Zwakh s’était soudain tu et l’on sentait que ses pensées erraient dans le temps passé.
Le voyant assis à table, la tête levée, le rouge des joues poupines contrastant de façon étrange avec le blanc des cheveux dans la lumière crue de la lampe, je comparai involontairement ses traits aux masques des marionnettes qu’il me montrait si souvent. Comme ce vieil homme leur ressemblait ! Même expression et même dessin du visage !

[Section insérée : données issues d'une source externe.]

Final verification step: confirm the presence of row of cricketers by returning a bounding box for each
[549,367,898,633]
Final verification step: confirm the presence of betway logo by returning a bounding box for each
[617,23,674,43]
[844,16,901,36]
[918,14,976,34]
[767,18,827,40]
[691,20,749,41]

Je me dis que nombre de choses sur cette terre ne peuvent se dissocier et tandis que le destin tout simple de Zwakh se déroulait dans mon esprit, il me paraissait soudain insolite et monstrueux qu’un homme comme lui, beaucoup plus instruit que ses ancêtres, qui aurait dû devenir comédien, eût pu revenir à un misérable théâtre de marionnettes, et aller de marché en marché exhiber les mouvements maladroits et les aventures assommantes de ces mêmes poupées qui avaient procuré un moyen d’existence si précaire à ses ancêtres.
Il ne parvient pas à se séparer d’elles, je le comprends : elles vivent de sa vie et quand il s’est éloigné, elles se sont métamorphosées en idées logées dans son cerveau, le harcelant et le tracassant jusqu’à ce qu’il fût revenu chez lui. C’est pourquoi il les manipule maintenant avec tant d’amour et les habille fièrement de clinquant.
– Zwakh, racontez-nous donc encore quelque chose, demanda Prokop, puis, il nous regarda, Vrieslander et moi, pour voir si nous étions du même avis.
– Je ne sais pas par où commencer, dit le vieillard, hésitant. L’histoire du Golem n’est pas facile à saisir.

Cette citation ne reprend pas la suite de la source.